Claudia nickte düster. »Ich habe schon vor Monaten eine Wohnung mit Zentralheizung beantragt. Aber nichts passiert.«
»Pass auf, ich kümmere mich. Ich besorge dir Kohlen. Vielleicht kann ich auch …« Er durfte ihr nicht zu viel versprechen. Er konnte ihr ja keine Wohnung besorgen.
Schweigend standen sie voreinander.
»Sag mal, darf ich sie mal sehen?«, fragte Falck dann leise.
Claudia nickte, ohne zu zögern, und öffnete die Tür für ihn. »Komm rein, sie schläft aber gerade.«
Falck folgte ihr durch den Flur ins Wohnzimmer, dem einzigen Raum, in dem es merklich wärmer war. Ein Kinderbett stand neben der Couch. Auf einmal fiel Falck auf, was ihm vor einem Jahr nicht bewusst gewesen war. Claudia hatte wirklich kein Geld. Sie lebte sehr spartanisch, alles hier war vermutlich aus zweiter Hand.
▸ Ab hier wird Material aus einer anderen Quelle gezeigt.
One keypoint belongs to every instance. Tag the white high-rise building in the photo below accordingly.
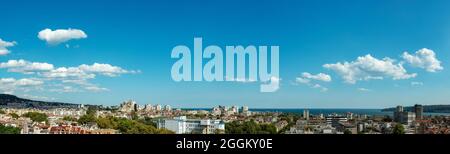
(182, 125)
(306, 114)
(168, 108)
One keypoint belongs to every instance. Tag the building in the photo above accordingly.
(182, 125)
(335, 121)
(306, 114)
(405, 117)
(167, 108)
(128, 106)
(148, 107)
(158, 107)
(418, 109)
(245, 111)
(398, 113)
(408, 118)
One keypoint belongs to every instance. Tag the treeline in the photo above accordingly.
(426, 108)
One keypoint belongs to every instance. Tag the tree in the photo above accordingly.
(14, 115)
(9, 130)
(69, 118)
(398, 129)
(87, 118)
(36, 116)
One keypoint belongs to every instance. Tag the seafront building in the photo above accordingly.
(182, 125)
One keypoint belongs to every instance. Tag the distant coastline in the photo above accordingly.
(326, 111)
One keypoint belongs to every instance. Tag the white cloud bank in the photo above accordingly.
(424, 58)
(9, 85)
(4, 45)
(58, 36)
(79, 75)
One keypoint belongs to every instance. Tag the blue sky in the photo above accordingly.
(133, 41)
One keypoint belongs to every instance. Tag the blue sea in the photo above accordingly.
(370, 112)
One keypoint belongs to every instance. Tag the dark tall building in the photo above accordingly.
(418, 109)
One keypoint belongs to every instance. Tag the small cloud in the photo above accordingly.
(309, 79)
(55, 37)
(364, 89)
(424, 58)
(4, 45)
(369, 68)
(414, 83)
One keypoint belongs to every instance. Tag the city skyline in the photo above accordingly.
(371, 54)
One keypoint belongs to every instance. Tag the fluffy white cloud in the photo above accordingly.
(4, 47)
(78, 76)
(67, 73)
(364, 89)
(95, 89)
(104, 69)
(424, 58)
(308, 79)
(9, 85)
(369, 68)
(318, 86)
(415, 83)
(60, 35)
(319, 77)
(26, 67)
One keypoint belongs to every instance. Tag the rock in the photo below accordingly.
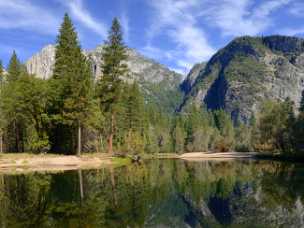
(239, 77)
(159, 84)
(192, 76)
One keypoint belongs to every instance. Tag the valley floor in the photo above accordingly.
(22, 163)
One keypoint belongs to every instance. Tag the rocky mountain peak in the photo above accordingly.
(158, 83)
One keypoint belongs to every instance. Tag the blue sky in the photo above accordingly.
(177, 33)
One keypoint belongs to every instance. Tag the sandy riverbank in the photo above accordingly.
(21, 163)
(217, 156)
(28, 162)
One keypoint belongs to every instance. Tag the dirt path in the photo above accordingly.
(17, 163)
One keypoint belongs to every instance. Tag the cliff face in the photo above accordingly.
(159, 84)
(239, 77)
(192, 76)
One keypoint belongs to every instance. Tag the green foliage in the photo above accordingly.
(14, 68)
(275, 126)
(110, 86)
(71, 97)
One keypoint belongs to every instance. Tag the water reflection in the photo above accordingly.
(159, 193)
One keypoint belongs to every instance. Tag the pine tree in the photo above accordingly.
(301, 108)
(113, 69)
(1, 112)
(72, 83)
(13, 116)
(14, 68)
(1, 72)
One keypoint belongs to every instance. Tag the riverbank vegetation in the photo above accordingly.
(72, 112)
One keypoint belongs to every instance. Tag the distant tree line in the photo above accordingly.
(71, 112)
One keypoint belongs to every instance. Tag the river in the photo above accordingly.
(158, 193)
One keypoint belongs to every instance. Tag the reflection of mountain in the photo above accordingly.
(158, 194)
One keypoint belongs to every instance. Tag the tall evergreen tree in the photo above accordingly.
(1, 72)
(1, 112)
(14, 118)
(301, 108)
(113, 69)
(14, 68)
(72, 89)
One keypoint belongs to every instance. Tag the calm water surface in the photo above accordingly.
(159, 193)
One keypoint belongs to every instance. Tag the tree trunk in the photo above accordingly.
(79, 140)
(1, 142)
(80, 184)
(110, 139)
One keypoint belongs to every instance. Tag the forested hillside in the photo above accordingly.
(240, 100)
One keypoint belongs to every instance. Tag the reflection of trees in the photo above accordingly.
(157, 192)
(25, 199)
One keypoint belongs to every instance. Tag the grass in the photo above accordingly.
(117, 162)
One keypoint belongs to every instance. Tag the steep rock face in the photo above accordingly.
(239, 77)
(159, 84)
(41, 64)
(192, 76)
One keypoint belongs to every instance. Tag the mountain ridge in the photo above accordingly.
(159, 84)
(247, 71)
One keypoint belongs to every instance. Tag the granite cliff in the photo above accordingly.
(159, 84)
(239, 77)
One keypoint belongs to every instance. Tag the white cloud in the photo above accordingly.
(292, 31)
(242, 17)
(125, 26)
(177, 20)
(21, 14)
(297, 9)
(80, 13)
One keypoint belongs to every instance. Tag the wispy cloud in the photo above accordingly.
(81, 14)
(125, 25)
(297, 9)
(177, 20)
(235, 18)
(21, 14)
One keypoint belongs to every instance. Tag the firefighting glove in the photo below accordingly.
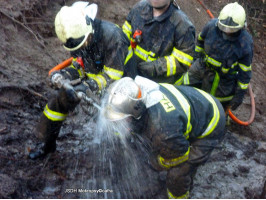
(237, 99)
(88, 87)
(147, 69)
(198, 55)
(41, 150)
(56, 80)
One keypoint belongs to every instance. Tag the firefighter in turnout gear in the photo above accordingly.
(162, 41)
(99, 49)
(223, 57)
(183, 125)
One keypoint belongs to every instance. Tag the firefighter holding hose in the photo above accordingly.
(183, 125)
(162, 41)
(223, 57)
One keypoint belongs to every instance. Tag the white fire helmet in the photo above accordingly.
(124, 99)
(73, 24)
(232, 18)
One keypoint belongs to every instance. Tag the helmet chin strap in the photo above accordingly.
(161, 7)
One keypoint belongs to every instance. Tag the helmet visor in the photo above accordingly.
(112, 115)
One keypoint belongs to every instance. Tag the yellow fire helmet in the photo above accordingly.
(73, 24)
(232, 18)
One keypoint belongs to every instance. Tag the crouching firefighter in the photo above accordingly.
(183, 125)
(98, 48)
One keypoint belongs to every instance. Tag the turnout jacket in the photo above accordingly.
(103, 58)
(167, 41)
(184, 115)
(228, 61)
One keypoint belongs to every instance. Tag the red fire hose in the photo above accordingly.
(252, 100)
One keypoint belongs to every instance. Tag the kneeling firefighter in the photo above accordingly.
(98, 48)
(183, 125)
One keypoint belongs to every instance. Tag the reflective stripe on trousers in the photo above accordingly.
(171, 196)
(216, 115)
(53, 115)
(184, 104)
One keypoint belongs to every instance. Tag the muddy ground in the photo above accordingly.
(29, 48)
»Hast du niemanden? Deine Eltern?«
Claudia schüttelte den Kopf. »Die meinten, ich soll die Suppe mal schön alleine auslöffeln.« Sie kniff die Lippen zusammen und hob traurig die Schultern.
Im Kinderbettchen regte sich jetzt was. Die ungewohnte Stimme im Raum hatte das kleine Mädchen aufgeweckt, ein kleiner Arm kam unter der Decke hervor und fuchtelte herum.
Claudia beugte sich über das Bett, schlug die Decke zurück und nahm das Baby heraus. »Psst, meine Kleine, nicht weinen. Mami ist hier«, flüsterte sie und wiegte das Kind in ihren Armen.
Falck versuchte einen Blick auf das Gesicht zu erhaschen, als ob er etwas darin sehen könnte. Er erkannte nichts und er wagte auch nicht zu fragen. War es vielleicht doch Christians Kind? Oder hatte sie das nur im Zorn behauptet, weil sie ahnte, wie ihn das verletzen würde?
»Magst du sie mal halten?«, fragte Claudia, als ob sie seine Gedanken lesen könnte. Schon drückte sie ihm das Baby sanft gegen den Oberkörper und zeigte ihm, wie er das Baby halten sollte. »Keine Angst, sie geht nicht gleich kaputt.«
Falck hielt die Luft an. Das war ein kleiner Mensch, den er da in seinen Armen hielt, so leicht und warm und doch so schwer. Sein Herz zog sich zusammen und eine große warme Welle durchflutete seinen ganzen Körper.
Er sah auf, wollte etwas sagen, doch er brachte keinen Ton heraus.
»Siehst du, sie beschwert sich gar nicht«, flüsterte Claudia. »Magst du dich setzen? Ich kann Tee machen.«
Falck nickte und setzte sich vorsichtig hin.